En el análisis realizado por el magistrado Leodegario Hernández Cortez sobre el expediente TEEH-JDC-026-2026, se ordenó al Ayuntamiento de San Salvador emitir una nueva convocatoria para la realización de una nueva elección del delegado de la localidad de La Lagunilla.

Explicó que la elección del 18 de enero fue suspendida por disturbios entre grupos que apoyaban a los candidatos, sin embargo se continuó con el proceso y se eligió a Víctor Manuel Canseco Paredes. Ante la inconformidad, ambos grupos acudieron con la autoridad y se acordó emitir una nueva convocatoria para la elección el 25 de enero, pero un día antes el Ayuntamiento determinó suspender los comicios para preservar la paz.

Pese a la suspensión, el ciudadano Rosalío Mendoza Pérez ignoró la determinación y realizó una votación en la que quedó electo, por lo que solicitó su reconocimiento oficial, sin embargo le fue negado por la autoridad municipal. Al promover un juicio ciudadano, se determinó que carecía de efectos legales y se ordenó lanzar una nueva convocatoria.

Dicho llamado deberá emitirse en un plazo de 48 horas para realizar una tercera elección y deberá difundirse con 15 días de anticipación para permitir el registro de candidatos para garantizar que se realice en un ambiente de paz; la sentencia deberá difundirse en lengua hñähñu para efectos de publicidad y transparencia.

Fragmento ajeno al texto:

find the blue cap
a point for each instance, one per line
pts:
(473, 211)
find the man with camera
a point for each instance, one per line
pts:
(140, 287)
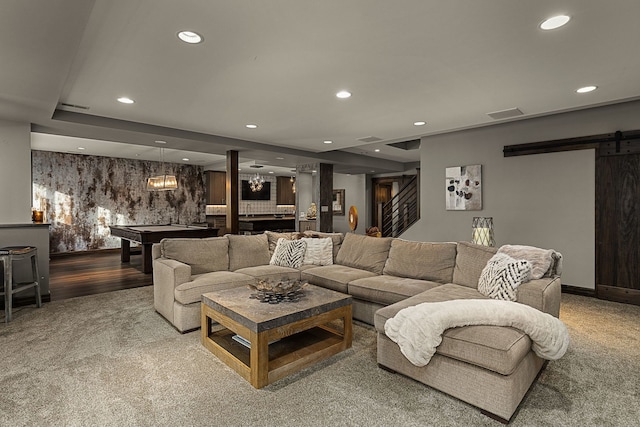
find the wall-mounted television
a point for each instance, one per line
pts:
(263, 194)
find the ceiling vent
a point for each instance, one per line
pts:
(79, 107)
(414, 144)
(370, 139)
(505, 114)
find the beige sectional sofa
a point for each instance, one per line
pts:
(491, 367)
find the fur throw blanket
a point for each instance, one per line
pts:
(544, 262)
(418, 330)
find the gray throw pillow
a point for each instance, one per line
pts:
(289, 253)
(502, 275)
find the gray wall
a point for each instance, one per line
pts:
(354, 195)
(545, 200)
(15, 172)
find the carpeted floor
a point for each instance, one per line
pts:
(111, 360)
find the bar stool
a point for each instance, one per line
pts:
(8, 255)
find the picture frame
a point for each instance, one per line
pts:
(463, 188)
(338, 202)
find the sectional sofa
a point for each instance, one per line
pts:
(490, 367)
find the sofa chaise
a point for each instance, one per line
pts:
(490, 367)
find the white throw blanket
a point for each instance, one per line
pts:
(418, 329)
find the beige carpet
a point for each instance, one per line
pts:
(110, 360)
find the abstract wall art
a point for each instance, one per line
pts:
(463, 188)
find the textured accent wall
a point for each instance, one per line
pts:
(83, 195)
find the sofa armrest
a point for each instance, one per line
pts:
(543, 294)
(167, 274)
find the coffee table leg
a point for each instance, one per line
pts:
(259, 359)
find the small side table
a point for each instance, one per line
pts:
(8, 255)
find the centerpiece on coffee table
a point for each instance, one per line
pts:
(276, 291)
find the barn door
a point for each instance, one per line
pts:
(618, 221)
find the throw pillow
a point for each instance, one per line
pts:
(541, 259)
(319, 251)
(502, 275)
(288, 253)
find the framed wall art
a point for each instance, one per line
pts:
(463, 188)
(338, 202)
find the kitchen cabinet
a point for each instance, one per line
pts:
(307, 225)
(216, 187)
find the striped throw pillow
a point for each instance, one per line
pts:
(288, 253)
(502, 275)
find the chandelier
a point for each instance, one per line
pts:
(255, 183)
(162, 182)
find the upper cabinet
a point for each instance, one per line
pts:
(216, 183)
(285, 194)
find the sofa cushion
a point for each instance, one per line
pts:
(444, 292)
(470, 260)
(421, 260)
(191, 292)
(289, 253)
(203, 255)
(271, 272)
(336, 239)
(364, 252)
(387, 289)
(318, 251)
(248, 251)
(499, 349)
(334, 276)
(502, 275)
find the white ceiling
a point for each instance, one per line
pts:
(279, 63)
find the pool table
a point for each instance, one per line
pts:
(147, 235)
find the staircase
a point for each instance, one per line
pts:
(401, 211)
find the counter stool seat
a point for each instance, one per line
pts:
(8, 255)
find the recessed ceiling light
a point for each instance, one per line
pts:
(190, 37)
(587, 89)
(554, 22)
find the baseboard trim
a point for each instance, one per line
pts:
(24, 301)
(618, 294)
(576, 290)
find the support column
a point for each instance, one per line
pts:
(232, 192)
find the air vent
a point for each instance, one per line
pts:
(414, 144)
(79, 107)
(505, 114)
(370, 139)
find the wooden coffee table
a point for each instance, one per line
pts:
(284, 338)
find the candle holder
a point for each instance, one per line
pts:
(482, 228)
(37, 216)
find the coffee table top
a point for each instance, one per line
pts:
(258, 316)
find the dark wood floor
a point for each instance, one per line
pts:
(73, 275)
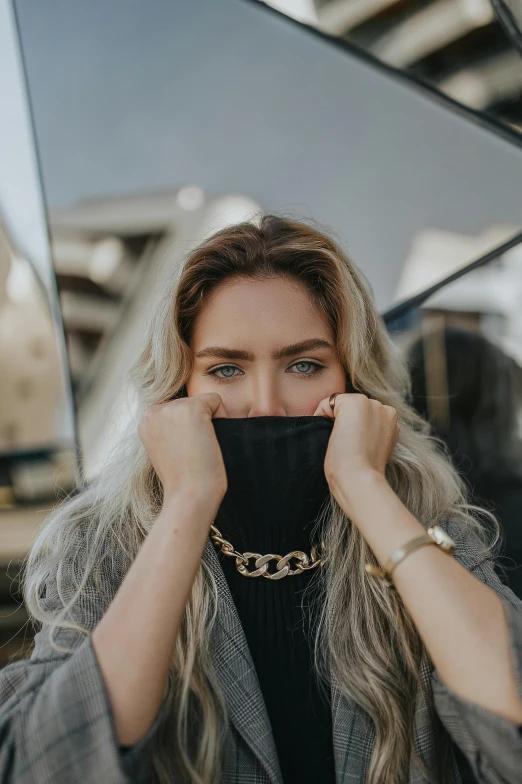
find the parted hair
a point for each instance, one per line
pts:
(363, 632)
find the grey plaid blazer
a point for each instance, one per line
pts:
(56, 725)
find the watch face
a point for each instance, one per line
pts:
(441, 538)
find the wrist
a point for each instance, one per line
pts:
(355, 487)
(192, 502)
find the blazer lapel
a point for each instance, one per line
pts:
(353, 737)
(236, 671)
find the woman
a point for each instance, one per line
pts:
(142, 670)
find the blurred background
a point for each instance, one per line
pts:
(135, 130)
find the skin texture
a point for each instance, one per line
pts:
(460, 620)
(261, 317)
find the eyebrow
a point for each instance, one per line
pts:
(287, 351)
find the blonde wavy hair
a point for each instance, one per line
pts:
(364, 634)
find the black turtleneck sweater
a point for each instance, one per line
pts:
(276, 489)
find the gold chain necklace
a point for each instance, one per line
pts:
(304, 561)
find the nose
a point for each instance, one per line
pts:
(266, 403)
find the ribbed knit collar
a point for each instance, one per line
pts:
(276, 480)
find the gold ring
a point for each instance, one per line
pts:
(331, 400)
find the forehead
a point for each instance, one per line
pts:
(273, 309)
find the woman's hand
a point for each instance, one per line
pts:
(181, 443)
(363, 437)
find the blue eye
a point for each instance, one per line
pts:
(214, 372)
(222, 373)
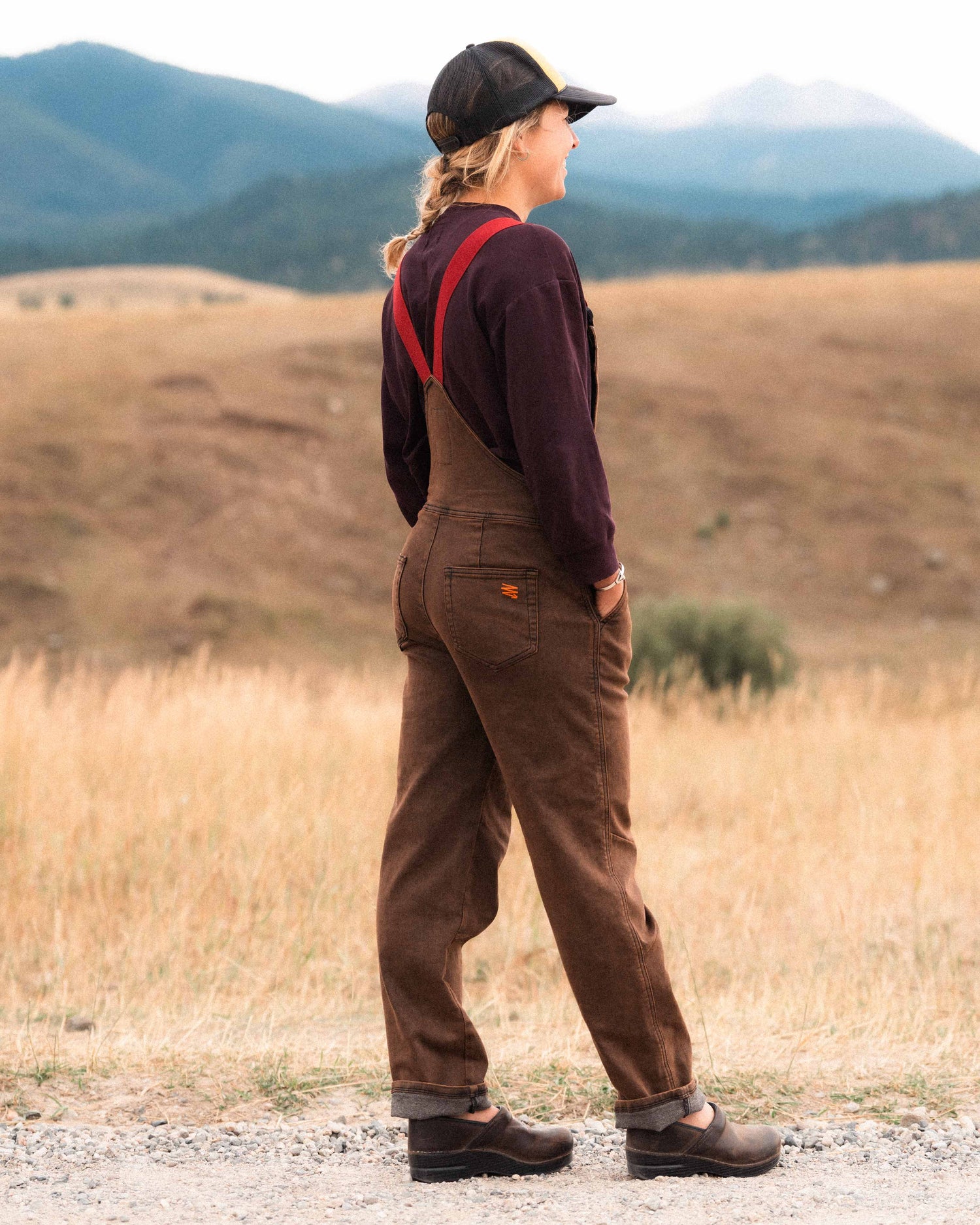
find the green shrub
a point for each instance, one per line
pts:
(723, 644)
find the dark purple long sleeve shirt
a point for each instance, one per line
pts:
(519, 364)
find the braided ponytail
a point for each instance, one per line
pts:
(448, 176)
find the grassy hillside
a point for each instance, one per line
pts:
(216, 473)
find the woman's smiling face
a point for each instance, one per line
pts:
(548, 146)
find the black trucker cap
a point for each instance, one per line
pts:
(490, 85)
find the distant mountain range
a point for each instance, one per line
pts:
(766, 102)
(96, 141)
(323, 235)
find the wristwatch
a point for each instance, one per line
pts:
(619, 578)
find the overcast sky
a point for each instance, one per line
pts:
(653, 57)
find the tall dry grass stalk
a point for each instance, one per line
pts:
(189, 855)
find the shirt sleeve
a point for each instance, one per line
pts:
(543, 348)
(399, 389)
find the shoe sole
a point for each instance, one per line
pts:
(642, 1166)
(452, 1166)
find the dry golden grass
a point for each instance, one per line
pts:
(215, 474)
(189, 854)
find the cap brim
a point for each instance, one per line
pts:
(581, 101)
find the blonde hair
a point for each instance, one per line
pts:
(446, 176)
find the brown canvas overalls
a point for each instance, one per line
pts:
(515, 693)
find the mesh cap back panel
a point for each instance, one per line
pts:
(487, 88)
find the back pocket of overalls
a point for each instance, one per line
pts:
(401, 632)
(493, 613)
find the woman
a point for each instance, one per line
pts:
(511, 607)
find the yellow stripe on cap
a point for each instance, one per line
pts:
(548, 69)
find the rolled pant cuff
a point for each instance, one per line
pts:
(416, 1103)
(661, 1114)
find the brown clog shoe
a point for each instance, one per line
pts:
(445, 1149)
(732, 1149)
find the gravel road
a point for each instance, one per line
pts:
(849, 1171)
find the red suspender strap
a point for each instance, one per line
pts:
(453, 274)
(407, 331)
(451, 278)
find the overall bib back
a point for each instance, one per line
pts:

Desechan demanda para elección de delegado en Ixmiquilpan

El organismo desechó la demanda realizada por Daniel Torres Desiderio, relativa a la elección del delegado de la localidad de Las Emes, en Ixmiquilpan, al determinar que su impugnación fue presentada fuera de los plazos legales.

El conflicto se originó tras la elección comunitaria celebrada el 10 de enero de 2026, en la que dicha persona fue designada como delegado, sin embargo los comicios fueron impugnados por ciudadanos tras presuntas irregularidades, como la falta de quórum y nepotismo, por lo que el director de Gobierno municipal declaró la invalidez del proceso y ordenó su reposición, lo que derivó en que no se tomara protesta al demandante ni se le entregaran los sellos oficiales como autoridad comunitaria.

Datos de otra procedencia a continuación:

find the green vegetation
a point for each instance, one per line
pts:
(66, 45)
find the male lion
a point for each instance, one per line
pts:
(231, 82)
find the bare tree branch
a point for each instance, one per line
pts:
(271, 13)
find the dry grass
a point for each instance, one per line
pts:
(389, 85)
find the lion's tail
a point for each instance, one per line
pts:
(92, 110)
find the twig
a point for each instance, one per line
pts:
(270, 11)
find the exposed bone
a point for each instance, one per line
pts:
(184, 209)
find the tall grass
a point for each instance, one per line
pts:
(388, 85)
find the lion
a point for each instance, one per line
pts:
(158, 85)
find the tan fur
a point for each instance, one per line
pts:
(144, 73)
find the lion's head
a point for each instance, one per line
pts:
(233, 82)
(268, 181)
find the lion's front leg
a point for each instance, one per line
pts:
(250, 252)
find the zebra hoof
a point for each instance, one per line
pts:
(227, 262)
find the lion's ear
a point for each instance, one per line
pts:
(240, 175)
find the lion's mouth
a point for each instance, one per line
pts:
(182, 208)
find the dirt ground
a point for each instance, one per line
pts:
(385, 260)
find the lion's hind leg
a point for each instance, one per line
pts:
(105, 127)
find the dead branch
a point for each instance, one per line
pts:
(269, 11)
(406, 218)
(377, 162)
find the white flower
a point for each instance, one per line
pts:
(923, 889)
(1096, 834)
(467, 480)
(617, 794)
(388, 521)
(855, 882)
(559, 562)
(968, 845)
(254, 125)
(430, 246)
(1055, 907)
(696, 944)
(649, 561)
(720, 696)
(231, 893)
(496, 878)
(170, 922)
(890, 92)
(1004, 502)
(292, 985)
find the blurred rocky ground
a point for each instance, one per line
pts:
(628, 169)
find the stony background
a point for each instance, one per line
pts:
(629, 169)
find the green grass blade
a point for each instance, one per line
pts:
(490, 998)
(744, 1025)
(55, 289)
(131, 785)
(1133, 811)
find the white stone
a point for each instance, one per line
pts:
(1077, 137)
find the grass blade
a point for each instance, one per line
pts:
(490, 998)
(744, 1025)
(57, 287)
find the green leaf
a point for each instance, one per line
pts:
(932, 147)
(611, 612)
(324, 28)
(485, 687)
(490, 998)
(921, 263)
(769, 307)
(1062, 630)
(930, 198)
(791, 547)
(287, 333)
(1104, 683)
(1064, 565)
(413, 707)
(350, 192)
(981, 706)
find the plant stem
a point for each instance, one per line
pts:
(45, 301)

Torres Desiderio promovió un juicio ciudadano tras acusar omisión, pero su demanda fue presentada el 20 de marzo, es decir dos meses después de que se notificó la anulación.

Aunque el órgano jurisdiccional analizó el asunto bajo una perspectiva intercultural y garantizar los derechos de los pueblos originarios, concluyó que el incumplimiento de los plazos legales impide entrar al fondo del asunto, por lo que declaró improcedente la demanda.